Additional context Add any other context about the problem here.

The workaround I devised is to switch the order of the secrets in the manifest for my deployment which is being injected.

I had this:

imagePullSecrets:
- name: gitlab-registry
- name: gitlab-registry-alt

And reversed it to this:

imagePullSecrets:
- name: gitlab-registry-alt
- name: gitlab-registry

The secrets in the akv2k8s namespace don't make a difference here, the secrets in the injected deployment's namespace are the ones being picked up by akv2k8s, but it seems to only be trying the first one and then giving up.

I haven't tested other scenarios as far as init containers vs normal container with/without secrets. The order of the values for imagePullSecrets in the deployment manifest should not matter here but currently it appears it does. Please let me know what other info I can provide.

jeffwmiles commented 10 months ago

I've encountered this issue today, and been trying to figure out what to do about it. Simply reversing the order of imagePullSecrets isn't valid for my use case.

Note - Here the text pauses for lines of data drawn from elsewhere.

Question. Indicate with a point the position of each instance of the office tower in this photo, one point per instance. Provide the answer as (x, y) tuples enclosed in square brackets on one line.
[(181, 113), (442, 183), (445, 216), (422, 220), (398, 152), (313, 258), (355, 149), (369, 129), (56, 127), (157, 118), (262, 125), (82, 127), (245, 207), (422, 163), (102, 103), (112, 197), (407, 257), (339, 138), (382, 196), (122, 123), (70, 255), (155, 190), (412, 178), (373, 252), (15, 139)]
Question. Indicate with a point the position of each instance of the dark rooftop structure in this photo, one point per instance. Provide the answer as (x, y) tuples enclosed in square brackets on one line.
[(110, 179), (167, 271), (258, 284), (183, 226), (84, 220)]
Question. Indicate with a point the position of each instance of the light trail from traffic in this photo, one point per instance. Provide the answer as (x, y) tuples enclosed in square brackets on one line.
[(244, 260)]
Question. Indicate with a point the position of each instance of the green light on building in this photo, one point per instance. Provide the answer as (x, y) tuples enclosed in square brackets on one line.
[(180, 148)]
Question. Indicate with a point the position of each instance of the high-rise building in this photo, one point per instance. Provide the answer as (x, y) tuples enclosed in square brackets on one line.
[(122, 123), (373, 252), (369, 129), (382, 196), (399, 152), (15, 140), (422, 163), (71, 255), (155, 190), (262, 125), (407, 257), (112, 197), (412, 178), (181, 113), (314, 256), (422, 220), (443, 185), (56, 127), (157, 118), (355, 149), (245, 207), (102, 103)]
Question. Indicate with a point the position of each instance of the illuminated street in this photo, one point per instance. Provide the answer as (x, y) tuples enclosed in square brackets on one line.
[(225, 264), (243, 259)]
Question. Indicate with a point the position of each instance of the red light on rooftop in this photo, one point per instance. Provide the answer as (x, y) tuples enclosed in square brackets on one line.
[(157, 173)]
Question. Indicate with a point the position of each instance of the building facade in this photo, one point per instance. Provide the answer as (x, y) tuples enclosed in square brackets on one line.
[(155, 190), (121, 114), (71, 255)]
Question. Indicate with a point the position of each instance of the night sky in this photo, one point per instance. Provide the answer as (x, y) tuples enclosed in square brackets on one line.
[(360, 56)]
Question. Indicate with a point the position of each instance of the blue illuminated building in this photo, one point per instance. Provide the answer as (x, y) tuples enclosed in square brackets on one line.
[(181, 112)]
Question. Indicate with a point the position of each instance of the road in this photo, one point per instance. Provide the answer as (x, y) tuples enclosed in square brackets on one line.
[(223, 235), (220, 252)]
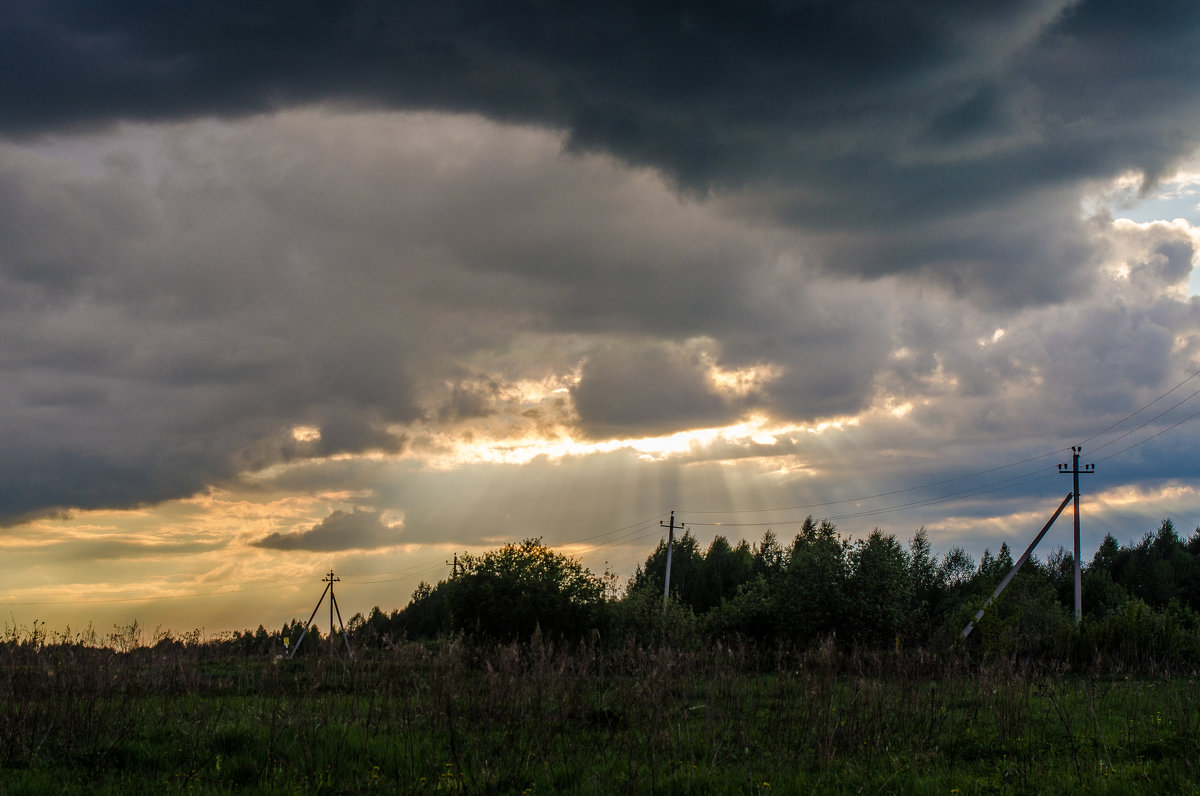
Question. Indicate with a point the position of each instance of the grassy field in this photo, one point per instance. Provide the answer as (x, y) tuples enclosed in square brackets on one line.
[(579, 719)]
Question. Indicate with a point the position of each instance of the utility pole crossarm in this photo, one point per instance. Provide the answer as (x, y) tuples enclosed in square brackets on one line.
[(1075, 472), (666, 581)]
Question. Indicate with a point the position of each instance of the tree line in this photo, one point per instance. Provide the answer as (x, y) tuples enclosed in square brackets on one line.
[(871, 593)]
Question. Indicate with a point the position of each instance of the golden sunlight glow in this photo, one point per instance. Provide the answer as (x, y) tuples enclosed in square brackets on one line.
[(305, 434)]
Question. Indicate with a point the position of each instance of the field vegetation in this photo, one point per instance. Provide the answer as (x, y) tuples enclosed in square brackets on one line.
[(825, 665)]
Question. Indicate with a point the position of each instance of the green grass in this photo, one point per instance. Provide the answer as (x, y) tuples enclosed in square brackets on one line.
[(544, 719)]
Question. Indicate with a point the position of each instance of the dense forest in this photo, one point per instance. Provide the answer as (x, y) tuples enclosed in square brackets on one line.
[(1140, 600)]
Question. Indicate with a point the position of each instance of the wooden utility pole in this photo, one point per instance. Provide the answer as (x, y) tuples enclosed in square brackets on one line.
[(1075, 472), (329, 580), (666, 581)]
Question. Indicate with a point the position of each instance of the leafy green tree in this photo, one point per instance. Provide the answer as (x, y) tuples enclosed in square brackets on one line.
[(509, 592), (928, 587), (687, 572), (768, 557), (810, 600), (880, 591), (724, 569)]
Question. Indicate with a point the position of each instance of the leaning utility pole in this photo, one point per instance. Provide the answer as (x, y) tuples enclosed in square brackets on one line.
[(1075, 472), (666, 581)]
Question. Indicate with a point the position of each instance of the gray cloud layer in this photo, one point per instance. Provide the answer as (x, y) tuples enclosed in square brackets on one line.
[(855, 195), (358, 530), (943, 138)]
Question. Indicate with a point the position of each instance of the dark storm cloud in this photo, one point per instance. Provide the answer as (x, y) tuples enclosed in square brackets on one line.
[(628, 390), (358, 530), (856, 121)]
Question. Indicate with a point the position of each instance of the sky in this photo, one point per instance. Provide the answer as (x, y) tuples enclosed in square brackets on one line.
[(311, 286)]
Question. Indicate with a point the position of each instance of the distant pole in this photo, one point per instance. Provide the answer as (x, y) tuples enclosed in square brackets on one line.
[(666, 581), (1075, 472), (331, 579)]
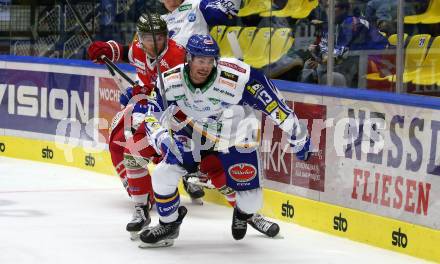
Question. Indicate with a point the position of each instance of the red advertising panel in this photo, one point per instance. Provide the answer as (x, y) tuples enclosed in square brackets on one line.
[(108, 102), (281, 165)]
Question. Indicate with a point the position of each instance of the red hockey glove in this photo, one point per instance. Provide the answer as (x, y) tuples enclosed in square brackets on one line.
[(111, 49), (142, 90)]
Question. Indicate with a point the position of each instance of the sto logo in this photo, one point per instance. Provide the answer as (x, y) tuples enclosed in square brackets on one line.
[(192, 17), (242, 172)]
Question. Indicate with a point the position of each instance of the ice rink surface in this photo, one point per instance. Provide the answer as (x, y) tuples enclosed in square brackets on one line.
[(57, 214)]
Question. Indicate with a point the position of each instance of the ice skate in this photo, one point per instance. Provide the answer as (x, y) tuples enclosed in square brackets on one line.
[(239, 224), (258, 222), (164, 234), (140, 221)]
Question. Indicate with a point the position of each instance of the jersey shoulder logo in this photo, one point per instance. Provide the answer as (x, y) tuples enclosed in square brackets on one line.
[(185, 7), (232, 66), (229, 76), (171, 72)]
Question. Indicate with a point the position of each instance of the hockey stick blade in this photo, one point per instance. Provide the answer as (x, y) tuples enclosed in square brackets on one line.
[(163, 243)]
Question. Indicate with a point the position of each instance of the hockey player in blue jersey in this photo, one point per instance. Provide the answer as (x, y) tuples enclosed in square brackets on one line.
[(188, 17), (213, 105)]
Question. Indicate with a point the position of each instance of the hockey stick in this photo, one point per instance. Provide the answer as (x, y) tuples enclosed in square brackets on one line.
[(110, 65), (235, 46)]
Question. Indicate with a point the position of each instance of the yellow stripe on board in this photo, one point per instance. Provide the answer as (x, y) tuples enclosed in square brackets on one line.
[(62, 154), (353, 224)]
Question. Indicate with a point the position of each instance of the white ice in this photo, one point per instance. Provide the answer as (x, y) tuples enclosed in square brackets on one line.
[(58, 214)]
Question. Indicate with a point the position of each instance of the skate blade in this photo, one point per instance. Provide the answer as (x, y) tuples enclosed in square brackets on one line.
[(134, 235), (197, 201), (163, 243)]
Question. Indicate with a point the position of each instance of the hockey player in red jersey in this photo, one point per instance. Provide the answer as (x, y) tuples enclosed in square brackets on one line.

One option we've got is to ensure the command is supplied within the container Spec in our K8s deployment. This is because the getContainerCmd function will skip the registry call since it doesn't need to find the Entrypoint anymore: https://github.com/SparebankenVest/azure-key-vault-to-kubernetes/blob/master/cmd/azure-keyvault-secrets-webhook/registry.go#L35

This does seem to be a problem in the underlying remote module, as opened here: https://github.com/google/go-containerregistry/issues/1431

A comment on that issue implies if the credentials are configured as specific as possible, rather than 2 secrets for the same destination, it should work. My use case is two different image Feeds within one artifact registry, so this might be possible.